Latitude and Longitude
There is also a challenge with the latitude and longitude coordinates for the stations. Each station is represented by a range of lat/long coordinates. The start/end latitude and longitude seem to indicate the location of a particular bike. Creating a list of popular stations is not difficult, but mapping the stations is more problematic. This was remedied by averaging the lat and long values for the stations before mapping. This resulted in the rides counts for a station matching the ride count for one set of lat/long coordinates.
III. PROCESS & CLEAN
What tools are you choosing and why?
For this project I choose to use RStudio Desktop to analyze and clean the data and Tableau to create the visualizations. The data set was too large to be processed in spreadsheets and RStudio Cloud.
Review of Data
Data was reviewed to get an overall understanding of content of fields, data formats, and to ensure its integrity. The review of the data involved, checking column names across the 12 original files and checking for missing values, trailing white spaces, duplicate records, and other data anomalies.
The review of the data revealed several problems:
- Duplicate record ID numbers
- Records with missing start or end stations
- Records with very short or very long ride durations
- Records for trips starting or ending at an administrative station (repair or testing station)
Once the initial review was completed, all twelve files were loaded into one data frame. The resulting amalgamated file consisted of 4.731,081 rows with 13 columns of character and numeric data. This matched the number of records in the twelve monthly files.
Extraction of Data from Existing Fields
To allow for more granular analysis of the data and more insights, several new columns were created and populated with data from the started_at column of date and time. These new columns were day, month, year, time and day of the week.

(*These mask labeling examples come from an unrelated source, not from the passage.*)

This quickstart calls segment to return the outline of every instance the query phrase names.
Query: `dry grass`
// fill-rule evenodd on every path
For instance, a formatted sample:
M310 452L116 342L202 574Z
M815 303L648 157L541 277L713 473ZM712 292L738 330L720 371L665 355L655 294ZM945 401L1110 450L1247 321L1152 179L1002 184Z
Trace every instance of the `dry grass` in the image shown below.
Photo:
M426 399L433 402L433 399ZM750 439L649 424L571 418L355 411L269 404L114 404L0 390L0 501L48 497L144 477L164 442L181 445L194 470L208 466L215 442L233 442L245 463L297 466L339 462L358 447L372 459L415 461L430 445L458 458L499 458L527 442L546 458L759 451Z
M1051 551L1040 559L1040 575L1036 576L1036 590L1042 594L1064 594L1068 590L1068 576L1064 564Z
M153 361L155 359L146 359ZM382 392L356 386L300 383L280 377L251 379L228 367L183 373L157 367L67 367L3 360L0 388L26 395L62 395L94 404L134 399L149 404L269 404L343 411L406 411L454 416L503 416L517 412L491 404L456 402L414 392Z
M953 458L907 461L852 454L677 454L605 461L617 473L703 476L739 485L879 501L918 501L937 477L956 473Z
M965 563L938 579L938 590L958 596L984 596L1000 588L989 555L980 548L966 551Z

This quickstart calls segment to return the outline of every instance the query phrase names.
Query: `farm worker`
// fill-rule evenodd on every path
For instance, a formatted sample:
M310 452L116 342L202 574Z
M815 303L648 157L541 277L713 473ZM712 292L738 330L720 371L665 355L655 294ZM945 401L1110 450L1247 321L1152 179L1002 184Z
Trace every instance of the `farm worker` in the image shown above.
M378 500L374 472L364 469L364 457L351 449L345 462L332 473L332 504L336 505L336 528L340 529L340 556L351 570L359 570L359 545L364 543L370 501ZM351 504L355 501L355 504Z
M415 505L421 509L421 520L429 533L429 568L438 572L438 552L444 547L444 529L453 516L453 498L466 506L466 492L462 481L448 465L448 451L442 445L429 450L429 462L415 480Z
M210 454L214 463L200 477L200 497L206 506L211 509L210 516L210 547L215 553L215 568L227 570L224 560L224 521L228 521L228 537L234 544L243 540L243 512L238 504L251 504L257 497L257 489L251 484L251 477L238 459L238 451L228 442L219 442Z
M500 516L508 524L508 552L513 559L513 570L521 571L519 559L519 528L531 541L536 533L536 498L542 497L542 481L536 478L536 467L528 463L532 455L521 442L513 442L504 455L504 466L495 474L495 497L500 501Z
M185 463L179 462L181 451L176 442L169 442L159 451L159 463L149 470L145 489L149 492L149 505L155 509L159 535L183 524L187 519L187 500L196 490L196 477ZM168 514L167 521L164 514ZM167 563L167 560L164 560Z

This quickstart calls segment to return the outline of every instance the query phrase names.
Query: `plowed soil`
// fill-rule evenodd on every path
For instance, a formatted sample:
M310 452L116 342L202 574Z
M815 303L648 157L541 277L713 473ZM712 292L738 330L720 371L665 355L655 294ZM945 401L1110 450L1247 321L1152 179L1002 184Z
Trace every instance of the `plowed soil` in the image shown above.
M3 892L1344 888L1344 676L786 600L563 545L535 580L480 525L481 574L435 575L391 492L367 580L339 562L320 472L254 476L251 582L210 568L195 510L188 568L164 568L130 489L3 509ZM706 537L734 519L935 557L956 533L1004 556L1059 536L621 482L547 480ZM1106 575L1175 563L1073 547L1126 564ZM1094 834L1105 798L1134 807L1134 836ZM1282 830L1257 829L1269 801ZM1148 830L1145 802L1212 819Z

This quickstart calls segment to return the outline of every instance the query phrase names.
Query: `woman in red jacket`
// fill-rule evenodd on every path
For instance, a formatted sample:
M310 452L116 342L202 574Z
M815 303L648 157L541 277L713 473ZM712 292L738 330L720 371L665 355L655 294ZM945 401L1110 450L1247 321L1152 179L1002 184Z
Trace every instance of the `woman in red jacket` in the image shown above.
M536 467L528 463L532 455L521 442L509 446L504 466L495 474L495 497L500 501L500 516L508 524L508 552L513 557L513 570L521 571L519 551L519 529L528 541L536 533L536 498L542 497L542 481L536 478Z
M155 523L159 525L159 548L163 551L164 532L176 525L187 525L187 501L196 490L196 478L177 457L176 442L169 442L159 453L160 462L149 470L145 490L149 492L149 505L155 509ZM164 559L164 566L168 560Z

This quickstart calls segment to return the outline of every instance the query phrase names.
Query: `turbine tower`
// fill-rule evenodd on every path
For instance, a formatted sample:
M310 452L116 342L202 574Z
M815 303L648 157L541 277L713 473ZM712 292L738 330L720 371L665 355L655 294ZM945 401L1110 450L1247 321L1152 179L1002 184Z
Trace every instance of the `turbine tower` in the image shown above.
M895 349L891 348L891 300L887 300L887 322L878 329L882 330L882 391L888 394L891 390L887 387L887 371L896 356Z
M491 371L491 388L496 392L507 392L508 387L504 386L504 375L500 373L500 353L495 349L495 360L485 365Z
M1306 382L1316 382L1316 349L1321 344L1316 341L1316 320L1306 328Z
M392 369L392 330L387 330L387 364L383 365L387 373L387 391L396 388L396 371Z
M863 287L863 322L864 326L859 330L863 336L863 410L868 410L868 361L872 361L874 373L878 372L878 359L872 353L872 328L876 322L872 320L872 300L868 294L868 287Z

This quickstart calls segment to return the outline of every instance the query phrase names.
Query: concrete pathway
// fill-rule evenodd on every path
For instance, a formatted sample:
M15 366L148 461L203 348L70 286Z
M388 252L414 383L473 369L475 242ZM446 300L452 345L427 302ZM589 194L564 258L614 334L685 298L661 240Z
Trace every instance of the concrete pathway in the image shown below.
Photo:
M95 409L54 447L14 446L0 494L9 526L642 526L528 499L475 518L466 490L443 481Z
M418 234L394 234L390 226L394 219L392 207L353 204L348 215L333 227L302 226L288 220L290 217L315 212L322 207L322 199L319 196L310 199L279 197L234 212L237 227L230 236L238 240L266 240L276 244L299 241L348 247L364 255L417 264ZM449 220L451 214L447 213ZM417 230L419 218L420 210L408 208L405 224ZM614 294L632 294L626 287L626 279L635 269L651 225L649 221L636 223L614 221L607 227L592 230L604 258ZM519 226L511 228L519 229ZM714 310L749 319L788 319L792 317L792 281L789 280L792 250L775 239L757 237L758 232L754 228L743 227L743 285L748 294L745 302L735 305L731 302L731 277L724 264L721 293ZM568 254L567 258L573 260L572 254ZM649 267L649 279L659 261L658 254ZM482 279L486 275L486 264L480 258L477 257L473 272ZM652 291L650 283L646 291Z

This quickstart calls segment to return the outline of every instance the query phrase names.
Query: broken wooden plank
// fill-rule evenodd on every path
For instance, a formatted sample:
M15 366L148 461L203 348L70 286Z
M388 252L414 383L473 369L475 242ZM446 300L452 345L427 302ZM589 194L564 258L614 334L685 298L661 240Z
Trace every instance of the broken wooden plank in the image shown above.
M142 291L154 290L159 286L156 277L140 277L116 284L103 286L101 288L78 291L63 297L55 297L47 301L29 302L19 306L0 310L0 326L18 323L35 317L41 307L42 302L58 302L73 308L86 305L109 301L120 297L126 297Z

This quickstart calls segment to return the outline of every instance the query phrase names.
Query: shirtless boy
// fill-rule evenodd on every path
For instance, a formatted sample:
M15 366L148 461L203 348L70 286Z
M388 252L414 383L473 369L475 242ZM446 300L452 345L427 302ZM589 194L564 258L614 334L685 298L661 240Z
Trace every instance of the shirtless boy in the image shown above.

Another column was created to contain the trip duration (length of each trip). The data for this column was created by calculating the difference in time between the start and end time of the ride. Another version of this column was then created to contain the trip duration in minutes.
Data Cleaning
Duplicate records (based on the RIDE ID field) were removed. (209 records removed)
alltrips_v2 <- distinct(alltrips, ride_id, .keep_all=TRUE)
Records for trips less than 60 seconds (false starts) or longer than 24 hours were removed. Bikes out longer than 24 hours are considered stolen and the rider is charged for a replacement. (82,282 records removed)
alltrips_v2 <- alltrips_v2[!(alltrips_v2$ride_length<60 | alltrips_v2$ride_length>86400),]
Records with missing fields start_station, end_station, start/end lat/long fields were removed. (544,204 records removed)
alltrips_v3 <- alltrips_v2[!(is.na(alltrips_v2$start_station_id) | is.na(alltrips_v2$end_station_id) | is.na(alltrips_v2$ride_id) | is.na(alltrips_v2$rideable_type) | is.na(alltrips_v2$started_at) | is.na(alltrips_v2$ended_at) | is.na(alltrips_v2$end_lat) | is.na(alltrips_v2$end_lng)),]
Records for trips that started or ended at DIVVY CASSETTE REPAIR MOBILE STATION or HUBBARD ST BIKE CHECKING (LBS-WH-TEST) were removed as these are administrative stations. (143 records removed)
alltrips_v3<- alltrips_v3[!(alltrips_v3$start_station_name == "DIVVY CASSETTE REPAIR MOBILE STATION" | alltrips_v3$start_station_name == "HUBBARD ST BIKE CHECKING (LBS-WH-TEST)" | alltrips_v3$start_station_name == "WATSON TESTING DIVVY" | alltrips_v3$end_station_name == "DIVVY CASSETTE REPAIR MOBILE STATION" | alltrips_v3$end_station_name == "HUBBARD ST BIKE CHECKING (LBS-WH-TEST)" | alltrips_v3$end_station_name == "WATSON TESTING DIVVY"),]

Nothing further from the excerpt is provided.